Jul 23: In the U.S. Court of Appeals, Tenth Circuit, Case No. 11-9559. On Petition for Review of an Order of U.S. EPA. Petitioner WildEarth Guardians seeks review of an order of the EPA denying in part Petitioner's petition for an objection to a Title V operating permit issued by the Colorado Department of Public Health and Environment (CDPHE) to Intervenor Public Service Company of Colorado, d/b/a Xcel Energy, for its coal-fired power station located in Morgan County, Colorado.
    In its petition for an objection, Petitioner argued, among other things, that the permit needed to include a plan to bring the power station into compliance with the Clean Air Act's Prevention of Significant Deterioration (PSD) requirements. Petitioner contended these PSD requirements, which apply to the construction or "major modification" of a stationary source of air pollution had been triggered when the station underwent major modifications in 1994, 1997, and possibly other years. For support, Petitioner relied in part on a Notice of Violation (NOV) issued to Intervenor by the EPA in 2002.
 
    However, EPA denied Petitioner's petition for an objection on this ground, holding that the NOV was insufficient to demonstrate noncompliance with the Clean Air Act and that Petitioner's additional evidence also failed to demonstrate a violation. The EPA further held the State agency had adequately responded to Petitioner's comments regarding the PSD requirements before it issued the permit. The EPA thus denied the petition for an objection on this ground as well. Petitioner seeks review of the EPA's denial of the petition on these two grounds.
 
    Importantly, the Appeals Court said, "We are not persuaded by the Second Circuit's contrary conclusion that an NOV suffices to demonstrate non-compliance, see N.Y. Pub. Interest Research Grp., Inc., 427 F.3d at 181-82, since this conclusion fails to adequately take into account the preliminary nature of an NOV. Instead, like the Sixth and Eleventh Circuits, we find the EPA's interpretation of the demonstration requirement to be persuasive and thus entitled to deference. Nothing about the statute requires the EPA to find that a petitioner has demonstrated noncompliance simply by pointing to the existence of an NOV, and we will defer to the EPA's persuasive conclusion that an NOV alone is insufficient to meet this burden of demonstration."
 
    The Appeals Court rules further, "We further conclude that the agency did not act arbitrarily or capriciously in concluding that Petitioner failed to demonstrate noncompliance in this case. The agency held that Petitioner had not demonstrated PSD noncompliance because Petitioner's evidence failed to show there had been a major modification as defined by the Colorado SIP, which requires, among other things, consideration of the actual emissions increase resulting from a particular modification, as well as 'a determination of any other increases and decreases in actual emissions at the source that are contemporaneous with the particular change and are otherwise creditable.' (J.A. at 200-01.) As the agency explained, Petitioner's evidence did not address key parts of this test, particularly the question of net emissions increases. . . Viewing the record as a whole, we are not persuaded that the EPA acted arbitrarily or capriciously in holding that Plaintiff had not demonstrated noncompliance.

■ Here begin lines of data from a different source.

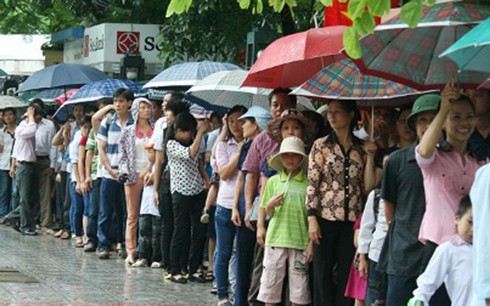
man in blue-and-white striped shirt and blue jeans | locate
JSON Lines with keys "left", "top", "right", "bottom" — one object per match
{"left": 93, "top": 88, "right": 134, "bottom": 259}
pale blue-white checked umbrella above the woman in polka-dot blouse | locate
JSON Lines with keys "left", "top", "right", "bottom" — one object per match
{"left": 143, "top": 61, "right": 240, "bottom": 89}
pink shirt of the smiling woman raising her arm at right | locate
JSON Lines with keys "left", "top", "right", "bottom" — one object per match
{"left": 415, "top": 146, "right": 480, "bottom": 245}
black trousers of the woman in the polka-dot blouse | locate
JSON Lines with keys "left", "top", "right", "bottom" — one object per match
{"left": 170, "top": 192, "right": 206, "bottom": 274}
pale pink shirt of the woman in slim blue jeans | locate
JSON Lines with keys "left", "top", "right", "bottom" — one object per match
{"left": 216, "top": 138, "right": 238, "bottom": 209}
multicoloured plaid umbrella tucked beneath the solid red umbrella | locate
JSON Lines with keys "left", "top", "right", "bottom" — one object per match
{"left": 293, "top": 59, "right": 419, "bottom": 100}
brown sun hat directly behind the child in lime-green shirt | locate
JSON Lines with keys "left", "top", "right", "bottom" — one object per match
{"left": 267, "top": 108, "right": 317, "bottom": 144}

Thus, under our deferential standard of review, we affirm the EPA's denial of the petition on this ground."
 
    On the second claim, the Appeals Court says, "Finally, Petitioner argues the EPA erred in concluding that CDPHE adequately responded to Petitioner's comments during the public comment period. For support, Petitioner relies mainly on a prior EPA order where the EPA held that a state agency had failed to adequately respond to a petitioner's comments. However, the state agency's response in the previous case contained only two sentences referring vaguely to 'the rules that existed at the time of each modification.' (J.A. at 229.) Here, the state agency gave a much more thorough explanation in its response, and we are not persuaded that the EPA acted arbitrarily or capriciously in concluding this response was adequate. We therefore affirm the EPA's denial of the petition on this ground as well."